By making simple modifications to common Motorola phones, researchers in Berlin have shown they can block calls and text messages intended for nearby people connected to the same cellular network. The method works on the second-generation (2G) GSM networks that are the most common type of cell network worldwide. In the U.S., both AT&T and T-Mobile carry calls and text messages using GSM networks.
The attack involves modifying a phone’s embedded software so that it can trick the network out of delivering incoming calls or SMS messages to the intended recipients. In theory, one phone could block service to all subscribers served by base stations within a network coverage area known as a location area, says Jean-Pierre Seifert, who heads a telecommunications security research group at the Technical University of Berlin. Seifert and colleagues presented a paper on the technique at the Usenix Security Symposium in Washington, D.C., last week. An online video demonstrates the attack in action.
Seifert’s group modified the embedded software, or “firmware,” on a chip called the baseband processor, the component of a mobile phone that controls how it communicates with a network’s transmission towers.
In normal situations, when a call or SMS is sent over the network, a cellular tower “pages” nearby devices to find the one that should receive it.

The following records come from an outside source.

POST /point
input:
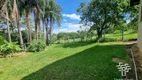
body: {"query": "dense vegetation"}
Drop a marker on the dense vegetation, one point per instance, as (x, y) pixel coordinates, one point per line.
(26, 34)
(66, 62)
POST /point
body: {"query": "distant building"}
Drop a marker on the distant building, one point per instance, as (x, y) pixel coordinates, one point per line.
(136, 2)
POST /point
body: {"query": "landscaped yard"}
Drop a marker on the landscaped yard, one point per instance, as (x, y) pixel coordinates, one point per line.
(78, 61)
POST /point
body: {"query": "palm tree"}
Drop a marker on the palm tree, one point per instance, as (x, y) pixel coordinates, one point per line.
(16, 19)
(4, 13)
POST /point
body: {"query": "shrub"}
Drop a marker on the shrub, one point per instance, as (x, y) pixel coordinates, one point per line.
(9, 47)
(36, 46)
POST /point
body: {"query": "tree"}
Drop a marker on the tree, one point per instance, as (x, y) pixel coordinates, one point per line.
(103, 14)
(51, 14)
(16, 19)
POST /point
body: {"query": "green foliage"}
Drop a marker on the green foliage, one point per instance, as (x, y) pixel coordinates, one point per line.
(36, 46)
(1, 40)
(9, 47)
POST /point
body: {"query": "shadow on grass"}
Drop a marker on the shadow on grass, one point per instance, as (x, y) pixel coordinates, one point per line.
(94, 63)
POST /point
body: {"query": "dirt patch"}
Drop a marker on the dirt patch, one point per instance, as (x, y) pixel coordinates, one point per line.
(117, 60)
(16, 54)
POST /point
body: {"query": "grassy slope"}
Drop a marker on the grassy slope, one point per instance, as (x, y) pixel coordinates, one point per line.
(66, 62)
(128, 35)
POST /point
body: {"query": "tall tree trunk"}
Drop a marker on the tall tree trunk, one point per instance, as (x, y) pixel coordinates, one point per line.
(36, 23)
(8, 29)
(99, 34)
(28, 15)
(43, 23)
(20, 36)
(47, 39)
(51, 27)
(7, 22)
(122, 33)
(15, 16)
(39, 27)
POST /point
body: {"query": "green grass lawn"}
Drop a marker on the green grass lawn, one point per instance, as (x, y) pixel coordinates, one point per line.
(128, 35)
(79, 61)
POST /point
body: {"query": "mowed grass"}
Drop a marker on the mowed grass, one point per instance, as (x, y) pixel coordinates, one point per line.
(128, 35)
(113, 37)
(79, 61)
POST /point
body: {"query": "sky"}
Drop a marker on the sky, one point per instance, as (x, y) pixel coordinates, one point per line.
(71, 18)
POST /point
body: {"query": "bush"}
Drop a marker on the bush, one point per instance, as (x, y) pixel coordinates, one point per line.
(36, 46)
(9, 47)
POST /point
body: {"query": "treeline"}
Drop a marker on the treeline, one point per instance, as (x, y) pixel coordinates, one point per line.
(36, 17)
(104, 14)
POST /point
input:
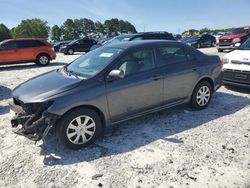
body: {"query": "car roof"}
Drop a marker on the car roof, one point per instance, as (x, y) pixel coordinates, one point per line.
(15, 39)
(142, 43)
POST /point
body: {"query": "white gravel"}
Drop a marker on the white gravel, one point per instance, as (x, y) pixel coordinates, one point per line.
(178, 147)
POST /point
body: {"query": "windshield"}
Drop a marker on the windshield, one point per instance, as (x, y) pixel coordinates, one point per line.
(236, 31)
(93, 62)
(116, 40)
(245, 45)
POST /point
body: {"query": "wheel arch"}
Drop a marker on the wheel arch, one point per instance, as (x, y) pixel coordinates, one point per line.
(94, 108)
(43, 53)
(205, 78)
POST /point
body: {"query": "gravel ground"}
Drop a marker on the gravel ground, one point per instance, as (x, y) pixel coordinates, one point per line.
(178, 147)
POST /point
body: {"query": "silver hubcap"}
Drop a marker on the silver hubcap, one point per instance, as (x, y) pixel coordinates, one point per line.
(203, 96)
(43, 60)
(81, 129)
(70, 51)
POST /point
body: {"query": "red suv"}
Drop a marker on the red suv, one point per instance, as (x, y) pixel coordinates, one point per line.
(24, 50)
(236, 35)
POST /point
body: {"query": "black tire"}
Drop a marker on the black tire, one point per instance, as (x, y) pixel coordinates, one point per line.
(196, 99)
(70, 51)
(42, 59)
(69, 119)
(211, 43)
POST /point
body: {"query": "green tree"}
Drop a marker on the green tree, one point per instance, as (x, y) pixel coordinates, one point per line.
(4, 32)
(69, 30)
(56, 33)
(204, 30)
(114, 26)
(32, 28)
(84, 27)
(99, 29)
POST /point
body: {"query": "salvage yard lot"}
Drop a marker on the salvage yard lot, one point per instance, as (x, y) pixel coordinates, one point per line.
(176, 147)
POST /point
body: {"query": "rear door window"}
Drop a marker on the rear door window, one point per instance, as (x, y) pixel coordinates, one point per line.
(9, 45)
(137, 61)
(171, 55)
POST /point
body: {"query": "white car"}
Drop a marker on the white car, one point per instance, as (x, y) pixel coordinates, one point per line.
(237, 66)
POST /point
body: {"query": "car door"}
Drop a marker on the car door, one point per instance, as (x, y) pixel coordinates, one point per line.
(179, 72)
(26, 49)
(78, 46)
(141, 88)
(8, 52)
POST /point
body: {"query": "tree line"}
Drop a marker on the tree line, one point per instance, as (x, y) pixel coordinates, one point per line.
(69, 30)
(203, 30)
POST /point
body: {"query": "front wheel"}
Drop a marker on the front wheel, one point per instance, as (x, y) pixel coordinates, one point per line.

Normally, only the proper phone will answer—by, in effect, saying “It’s me,” as Seifert puts it. Then the actual call or SMS goes through.
The rewritten firmware can block calls because it can respond to paging faster than a victim’s phone can. When the network sends out a page, the modified phone says “It’s me” first, and the victim’s phone never receives it.
“If you respond faster to the network, the network tries to establish a service with you as an attacker,” says Nico Golde, a researcher in Seifert’s group. That’s enough to stall communications in a location area, which in Berlin average 200 square kilometers in size. The group didn’t design the hack to actually listen to the call or SMS but just hijacked the paging process.
Traditionally, the details of how baseband processors work internally has been proprietary to makers of chips and handsets. But a few years ago, baseband code for a certain phone, the Vitelcom TSM30, leaked out. That enabled researchers to understand how baseband code works and spawned several open-source projects to study and tweak it.
The Berlin group used that open-source baseband code to write replacement software for Motorola’s popular C1 series of phones (such as the C118, C119, and C123). Those devices all use Texas Instruments’ Calypso baseband processor.
The researchers tested their attack by blocking calls and messages just to their own phones. However, they calculate that just 11 modified phones would be enough to shut down service of Germany’s third-largest cellular network operator, E-Plus, in a location area. “All those phones are listening to all the paging requests in that area, and they are answering ‘It’s me,’ and nobody in that cell will get an SMS or a phone call,” Seifert explains.
Jung-Min Park, a wireless-security researcher at Virginia Tech, says that although devising the attack requires detailed technical knowledge, once it is created, “if someone had access to the same code and hardware, repeating the attack should be possible for an engineer.”
Although carriers today mostly tout their 3G and 4G services, most networks around the world still use GSM networks. Around four billion people worldwide use GSM networks for calls, and carriers also use them for some machine-to-machine applications.
The problem could be fixed, but that would require changing GSM protocols to require phones to prove their identity through an additional exchange of encrypted codes. “The defense is expensive to deploy,” says Victor Bahl, principal researcher and manager of the mobility and networking research group at Microsoft. “I can only speculate that the cell network providers are reluctant to invest in mitigation strategies in the absence of an immediate threat.”
Seifert says the research of his group and others shows that basic aspects of mobile communications can no longer be assumed to be safe from hacking. “The answer of the carriers is: ‘It’s illegal—you are not allowed to do it,’” he says, “However, the implication is that the good old times, where you can assume that all the phones are honest and following the protocol, are over.”